Green investing may actually be approaching a tipping point

Delano’s Aaron Grunwald is cautiously optimistic about ESG investing in 2022. Photo: Maison Moderne

Delano’s Aaron Grunwald is cautiously optimistic about ESG investing in 2022. Photo: Maison Moderne

For years, “ESG” has been fuzzy financespeak, but 2021 was the year ESG started to materialise and take shape, opines Delano financial journalist Aaron Grunwald. He reckons this is reducing the risk of greenwashing in the investment sector, even if the funds industry remains very much in a transition phase.

ESG funds use environmental, social and governance criteria to screen out or select in investments. These have been given a push under the EU’s recent Sustainable Finance Disclosure Regulation. There has been palpable excitement about these types of “good investments” for years in Luxembourg. Much of that was clearly marketing hype, even if you could charitably call it aspirational. Cynics could say much of that was simply greenwashing.
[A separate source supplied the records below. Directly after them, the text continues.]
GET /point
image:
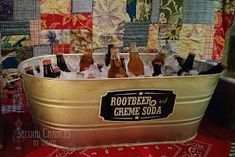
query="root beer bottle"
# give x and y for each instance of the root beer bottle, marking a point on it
(86, 59)
(116, 70)
(108, 55)
(29, 70)
(135, 65)
(61, 63)
(47, 68)
(188, 64)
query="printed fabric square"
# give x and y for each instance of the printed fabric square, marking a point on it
(136, 32)
(14, 27)
(55, 37)
(82, 6)
(171, 11)
(197, 38)
(40, 50)
(155, 11)
(26, 10)
(61, 48)
(6, 10)
(80, 39)
(109, 18)
(55, 6)
(169, 31)
(69, 21)
(199, 11)
(35, 28)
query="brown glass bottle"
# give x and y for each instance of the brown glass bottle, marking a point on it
(61, 63)
(108, 55)
(215, 69)
(188, 64)
(47, 68)
(116, 70)
(29, 70)
(86, 59)
(135, 65)
(157, 63)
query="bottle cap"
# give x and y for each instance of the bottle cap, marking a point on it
(46, 62)
(56, 69)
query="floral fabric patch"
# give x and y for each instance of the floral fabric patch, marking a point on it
(198, 11)
(26, 10)
(136, 32)
(55, 6)
(40, 50)
(80, 39)
(143, 10)
(155, 11)
(6, 10)
(14, 27)
(55, 37)
(82, 6)
(109, 18)
(171, 11)
(68, 21)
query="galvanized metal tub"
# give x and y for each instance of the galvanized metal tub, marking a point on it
(67, 112)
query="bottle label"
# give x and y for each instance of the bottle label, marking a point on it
(137, 105)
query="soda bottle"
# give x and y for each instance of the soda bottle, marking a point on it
(135, 65)
(122, 59)
(61, 63)
(47, 68)
(108, 55)
(157, 63)
(86, 59)
(215, 69)
(29, 70)
(188, 64)
(56, 71)
(37, 68)
(116, 70)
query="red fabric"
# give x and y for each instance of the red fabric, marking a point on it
(204, 145)
(61, 48)
(68, 21)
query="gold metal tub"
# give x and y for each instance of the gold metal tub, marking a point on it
(67, 112)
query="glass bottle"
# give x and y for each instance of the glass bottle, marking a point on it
(61, 63)
(108, 55)
(86, 59)
(29, 70)
(157, 63)
(116, 70)
(188, 64)
(56, 71)
(215, 69)
(47, 68)
(135, 65)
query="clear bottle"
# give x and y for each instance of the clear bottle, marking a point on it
(188, 64)
(116, 70)
(61, 62)
(157, 63)
(86, 59)
(47, 68)
(29, 70)
(135, 65)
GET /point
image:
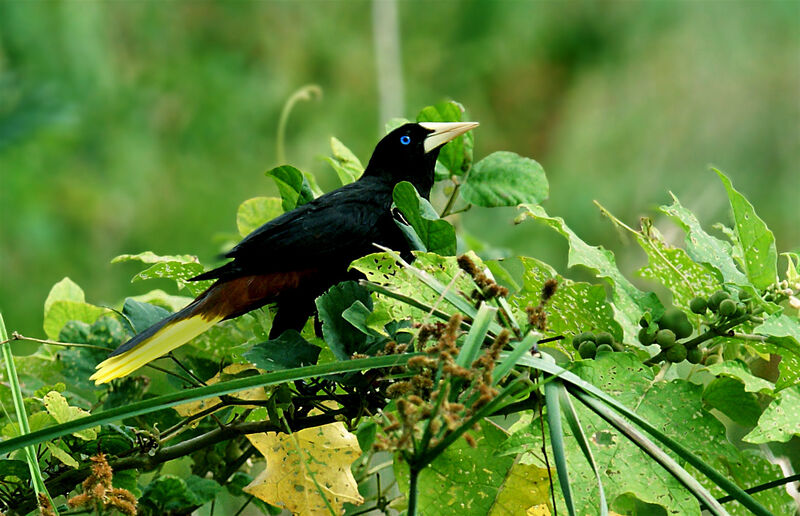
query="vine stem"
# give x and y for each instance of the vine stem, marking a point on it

However, in 2021, government pressure and investor sentiment seem to have spurred a noticeable shift. The influence of ESG has started to make its mark. ESG investment practises are taking real shape, even though the industry is very much in a transition phase.

Ten notable or nerdy ESG stories from the past year

Record-breaking ESG interest leads funds to shift focus, 18.02.21

Pierre Gramegna: “We ain’t seen nothing yet”, 28.02.21

“Being on risk, you have kind of the full picture”, 11.06.21

Simple vs sophisticated, 06.10.21

Collective impact, 07.10.21

Data gaps slowing but not stopping ESG goals, 08.10.21

Exclusion can be a blunt tool when it comes to CO2 emissions, says Fidelity, 02.11.21

Stronger inflows going to private equity funds with ESG focus, 07.11.21

How the EU and US can help each define good investing, 16.11.21

Office demand holds, but new rules will hit valuations, 18.11.21

Looking ahead

Investment firms have the hard task of essentially reviewing every single fund on their books and deciding to revamp some parts of it or not. Then there’s the (probably more difficult) challenge of communicating this all to investors, particularly retail savers, although institutional punters might need lots of convincing too.

I imagine that ESG will remain a topline issue (and a much bandied about buzzword) in Luxembourg’s financial sector for the next, say, five years. That said, the fund industry’s stated aim is to make a positive impact in combatting the climate crisis. It’s just possible that we’ll see huge steps forward in 2022.